Ice skating takes me back to a simpler time, when falling down hurt less and it was ok to ask someone else to tie our shoes. Regardless, all of it takes faith or trust. Living with every feeling is not a question of higher or lower taxonomy; it’s a question of being vulnerable enough to show up when we can’t predict or create feelings or endings. Today, I let others know that I think life is a wee bit LIFEY (loud, inconvenient, fast, elbowey, yappey). And we are closer because we share the experiences. The stuff we wanted and the things we didn’t want. It’s always going to be easier to deflect and dissect others, try to fix them. But, the most loving thing we do at D’Amore Healthcare, or in life, is let others peer inward and find the answers, offering companionship for the journey. We don’t fix people. We empower courageous, living souls who see God in the lifey details.
In 1910, Theodore Roosevelt explained what courage is in the face of LIFEY slips, falls or pure tragedy.

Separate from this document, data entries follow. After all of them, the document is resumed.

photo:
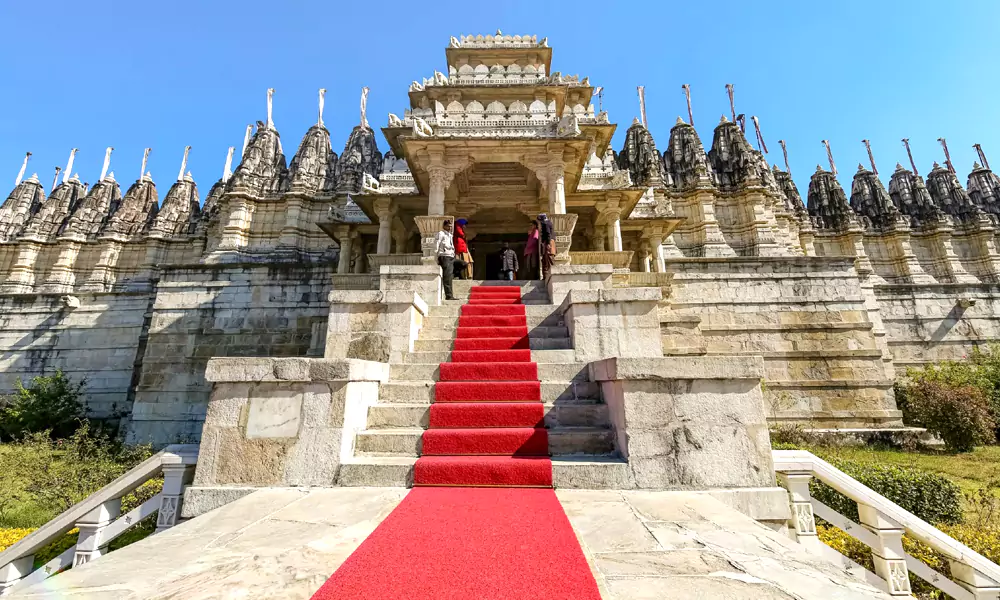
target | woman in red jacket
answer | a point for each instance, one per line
(462, 249)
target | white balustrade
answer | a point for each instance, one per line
(883, 525)
(99, 519)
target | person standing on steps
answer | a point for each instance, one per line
(444, 248)
(508, 263)
(547, 248)
(531, 252)
(462, 250)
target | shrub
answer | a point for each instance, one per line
(960, 415)
(52, 403)
(931, 497)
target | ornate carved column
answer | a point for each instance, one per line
(384, 212)
(562, 229)
(429, 226)
(345, 235)
(556, 182)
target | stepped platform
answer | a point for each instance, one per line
(284, 543)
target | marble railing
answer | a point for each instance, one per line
(99, 519)
(883, 525)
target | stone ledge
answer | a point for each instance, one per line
(231, 370)
(639, 294)
(674, 367)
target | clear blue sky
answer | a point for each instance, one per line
(166, 74)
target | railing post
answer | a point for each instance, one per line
(90, 544)
(889, 557)
(980, 586)
(803, 523)
(14, 571)
(176, 477)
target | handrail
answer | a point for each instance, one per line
(98, 514)
(883, 524)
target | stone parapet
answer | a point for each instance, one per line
(620, 322)
(281, 422)
(689, 423)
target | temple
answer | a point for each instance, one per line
(137, 291)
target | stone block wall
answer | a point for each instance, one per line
(97, 340)
(202, 312)
(825, 361)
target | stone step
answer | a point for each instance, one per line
(538, 356)
(446, 333)
(531, 310)
(567, 441)
(563, 414)
(422, 392)
(445, 344)
(546, 372)
(589, 473)
(533, 321)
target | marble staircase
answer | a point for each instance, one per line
(581, 440)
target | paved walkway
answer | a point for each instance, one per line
(282, 544)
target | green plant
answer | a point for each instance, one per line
(959, 414)
(931, 497)
(52, 403)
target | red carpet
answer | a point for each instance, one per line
(468, 544)
(463, 540)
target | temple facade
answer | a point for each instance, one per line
(837, 294)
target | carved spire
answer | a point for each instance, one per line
(870, 199)
(69, 165)
(685, 160)
(733, 159)
(22, 203)
(24, 165)
(910, 196)
(949, 194)
(984, 189)
(640, 157)
(107, 163)
(828, 204)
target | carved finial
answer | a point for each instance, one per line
(270, 106)
(322, 97)
(69, 164)
(687, 94)
(145, 159)
(24, 165)
(180, 175)
(246, 141)
(364, 107)
(107, 162)
(227, 170)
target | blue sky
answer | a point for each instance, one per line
(169, 74)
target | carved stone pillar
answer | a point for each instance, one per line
(22, 273)
(345, 235)
(384, 212)
(562, 230)
(101, 278)
(429, 226)
(556, 176)
(440, 178)
(61, 277)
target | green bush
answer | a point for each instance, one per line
(959, 415)
(52, 403)
(931, 497)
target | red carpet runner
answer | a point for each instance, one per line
(467, 541)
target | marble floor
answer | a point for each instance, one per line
(282, 544)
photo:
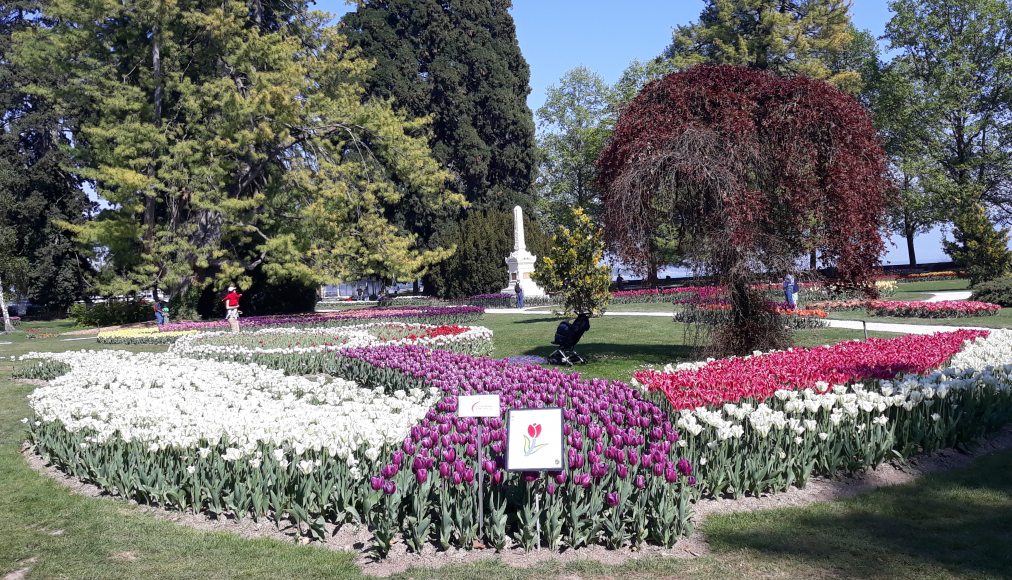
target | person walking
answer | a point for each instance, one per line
(790, 291)
(232, 309)
(159, 313)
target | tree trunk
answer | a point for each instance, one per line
(7, 325)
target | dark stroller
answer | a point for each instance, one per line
(567, 336)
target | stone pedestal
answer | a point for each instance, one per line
(520, 263)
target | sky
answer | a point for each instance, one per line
(604, 35)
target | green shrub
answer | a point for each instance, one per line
(996, 292)
(111, 313)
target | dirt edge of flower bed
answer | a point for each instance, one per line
(356, 539)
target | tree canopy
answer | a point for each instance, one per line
(752, 170)
(226, 137)
(457, 62)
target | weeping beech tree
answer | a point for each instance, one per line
(747, 172)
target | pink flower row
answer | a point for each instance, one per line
(757, 378)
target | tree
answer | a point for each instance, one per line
(752, 171)
(574, 268)
(457, 61)
(483, 241)
(955, 57)
(979, 249)
(576, 120)
(786, 37)
(37, 193)
(228, 138)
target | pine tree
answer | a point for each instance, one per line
(37, 194)
(228, 138)
(979, 249)
(459, 62)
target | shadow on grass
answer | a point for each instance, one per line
(953, 524)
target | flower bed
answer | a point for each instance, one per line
(944, 309)
(148, 335)
(423, 314)
(309, 351)
(221, 437)
(622, 484)
(759, 377)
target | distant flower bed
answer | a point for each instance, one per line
(310, 351)
(757, 378)
(944, 309)
(147, 335)
(424, 314)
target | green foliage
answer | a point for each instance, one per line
(979, 248)
(574, 269)
(110, 313)
(812, 38)
(995, 292)
(229, 139)
(459, 63)
(576, 120)
(36, 192)
(953, 72)
(483, 241)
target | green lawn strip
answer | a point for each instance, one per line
(615, 346)
(952, 524)
(1001, 320)
(933, 285)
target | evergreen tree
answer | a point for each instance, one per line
(979, 249)
(37, 193)
(483, 239)
(230, 137)
(457, 61)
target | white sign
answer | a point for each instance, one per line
(534, 439)
(478, 406)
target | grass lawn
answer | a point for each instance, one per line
(1001, 320)
(951, 525)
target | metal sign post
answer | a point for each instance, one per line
(479, 406)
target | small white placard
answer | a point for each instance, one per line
(478, 406)
(534, 439)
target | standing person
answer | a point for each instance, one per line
(159, 313)
(232, 309)
(790, 291)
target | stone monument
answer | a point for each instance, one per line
(520, 263)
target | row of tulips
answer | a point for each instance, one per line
(623, 482)
(146, 335)
(310, 351)
(223, 438)
(943, 309)
(759, 376)
(438, 315)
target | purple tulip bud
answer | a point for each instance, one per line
(611, 499)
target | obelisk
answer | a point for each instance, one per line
(520, 263)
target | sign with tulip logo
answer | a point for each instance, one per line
(534, 439)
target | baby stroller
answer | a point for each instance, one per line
(567, 336)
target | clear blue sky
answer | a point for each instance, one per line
(605, 35)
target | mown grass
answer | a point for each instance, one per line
(949, 525)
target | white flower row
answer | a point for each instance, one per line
(168, 401)
(346, 337)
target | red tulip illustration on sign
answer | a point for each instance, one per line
(530, 445)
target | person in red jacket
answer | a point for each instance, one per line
(232, 309)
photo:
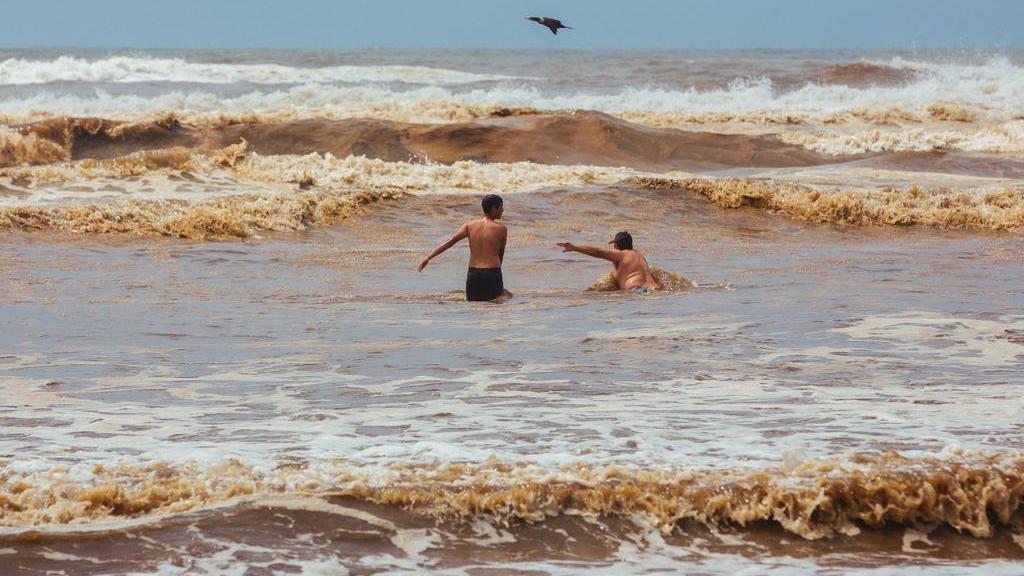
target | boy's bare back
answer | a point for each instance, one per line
(486, 242)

“It is not the critic who counts; not the man who points out how the strong man stumbles, or where the doer of deeds could have done them better. The credit belongs to the man who is actually in the arena, whose face is marred by dust and sweat and blood; who strives valiantly; who errs, who comes short again and again, because there is no effort without error and shortcoming; but who does actually strive to do the deeds; who knows great enthusiasms, the great devotions; who spends himself in a worthy cause; who at the best knows in the end the triumph of high achievement, and who at the worst, if he fails, at least fails while daring greatly, so that his place shall never be with those cold and timid souls who neither know victory nor defeat. “
Whether a person suffers from mania, codependency, despondency, hallucinations, doubt, rejection, stigma or any of the gamut of intrusive symptoms of mental illness or addiction, the arena is a risky, exciting place. The pain and the rising give way to accepting all the little monkeys. Slowly!
D’Amore Healthcare exists to turn emotional wear and tear into arena-dwelling, ice-skating over-comers. Your life is valuable. You are imperfect and whole at the same time! It’s time to notice that.